Iniziai a conoscere il mondo dell' handicap qualche anno più tardi, nel 1984, in occasione della nomina annuale ottenuta presso la Scuola Media Statale “R. Sineo” di Sale (AL). E’ un mondo molto più complesso e variegato rispetto a quello cosiddetto "normale", nel quale lavoro ancora oggi, più per scelta e convinzione che per obbligo.

Lavorare con il disabile, infatti, è qualcosa di più profondo, di più coinvolgente ed impegnativo, è qualcosa che non si esaurisce con la spiegazione di contenuti, né con l'uso di particolari metodologie, ma è un qualcosa che ti porta a metterti in gioco quotidianamente e costantemente, anche quando pensi di avere la situazione sotto controllo.

Questo lavoro mi condiziona anche nella vita sociale, portandomi ad avere una maggiore attenzione verso gli altri, a pormi degli interrogativi su cose e persone che generalmente non vengono notate.

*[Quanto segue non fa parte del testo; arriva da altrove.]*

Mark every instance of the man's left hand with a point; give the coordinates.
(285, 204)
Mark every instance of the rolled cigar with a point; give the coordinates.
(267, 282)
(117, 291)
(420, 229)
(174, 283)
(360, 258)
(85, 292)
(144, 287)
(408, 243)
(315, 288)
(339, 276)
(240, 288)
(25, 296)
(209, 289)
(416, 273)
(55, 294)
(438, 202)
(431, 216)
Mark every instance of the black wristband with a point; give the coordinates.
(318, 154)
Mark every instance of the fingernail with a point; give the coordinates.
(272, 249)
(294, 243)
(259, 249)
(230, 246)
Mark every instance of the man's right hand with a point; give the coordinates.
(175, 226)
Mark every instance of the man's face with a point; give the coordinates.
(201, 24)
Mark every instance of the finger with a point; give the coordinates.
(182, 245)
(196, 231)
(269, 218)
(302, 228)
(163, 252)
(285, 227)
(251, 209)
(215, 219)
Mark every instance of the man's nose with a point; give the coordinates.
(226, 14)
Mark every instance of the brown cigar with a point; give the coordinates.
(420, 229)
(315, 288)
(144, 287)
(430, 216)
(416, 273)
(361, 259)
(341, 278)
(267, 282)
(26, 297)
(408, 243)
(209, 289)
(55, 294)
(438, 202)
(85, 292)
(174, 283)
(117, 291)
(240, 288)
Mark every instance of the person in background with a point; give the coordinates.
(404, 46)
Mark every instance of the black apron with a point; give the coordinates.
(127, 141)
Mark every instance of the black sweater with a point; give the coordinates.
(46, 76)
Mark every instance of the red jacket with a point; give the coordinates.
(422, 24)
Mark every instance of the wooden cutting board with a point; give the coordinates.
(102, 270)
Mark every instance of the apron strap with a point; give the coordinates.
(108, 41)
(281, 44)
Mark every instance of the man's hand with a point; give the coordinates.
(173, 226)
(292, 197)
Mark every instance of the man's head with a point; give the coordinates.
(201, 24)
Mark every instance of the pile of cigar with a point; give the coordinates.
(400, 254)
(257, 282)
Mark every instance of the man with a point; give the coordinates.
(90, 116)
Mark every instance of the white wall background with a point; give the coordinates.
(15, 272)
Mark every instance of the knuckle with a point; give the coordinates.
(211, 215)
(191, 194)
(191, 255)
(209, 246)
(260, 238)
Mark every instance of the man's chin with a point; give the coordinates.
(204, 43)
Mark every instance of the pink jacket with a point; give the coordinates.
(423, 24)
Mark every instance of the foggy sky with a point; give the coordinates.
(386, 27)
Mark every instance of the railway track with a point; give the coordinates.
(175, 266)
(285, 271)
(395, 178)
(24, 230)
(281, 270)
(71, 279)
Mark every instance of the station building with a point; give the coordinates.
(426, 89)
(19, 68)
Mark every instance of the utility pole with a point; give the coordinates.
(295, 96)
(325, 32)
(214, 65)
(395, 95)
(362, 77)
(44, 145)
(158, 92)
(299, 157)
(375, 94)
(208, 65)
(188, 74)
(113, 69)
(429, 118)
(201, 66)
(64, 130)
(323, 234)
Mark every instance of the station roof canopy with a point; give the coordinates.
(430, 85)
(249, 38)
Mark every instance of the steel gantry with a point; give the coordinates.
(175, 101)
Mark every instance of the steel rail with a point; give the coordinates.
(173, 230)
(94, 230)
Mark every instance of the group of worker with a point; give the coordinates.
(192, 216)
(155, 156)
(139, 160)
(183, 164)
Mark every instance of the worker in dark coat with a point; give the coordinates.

Il mio primo incarico annuale mi ha portato a conoscere l'handicap dell’ ipoacusia e poi via via altri tipi di disabilità: il ritardo mentale, la disgrafia, la cecità, la psicosi, fino al mio incontro con i ragazzi del Centro medico psico-pedagogico " Paolo VI" di Casalnoceto che frequentano l'Istituto Comprensivo di Viguzzolo (AL) dove attualmente svolgo la mia attività di insegnante di sostegno. Un'esperienza, questa, che continua ancora oggi e che mi coinvolge quotidianamente perché i ragazzi che seguo, insieme ai miei colleghi, sono davvero difficili, con problemi familiari e sociali che ne sconvolgono l'equilibrio interiore e con crisi esistenziali non sempre facili da gestire e controllare.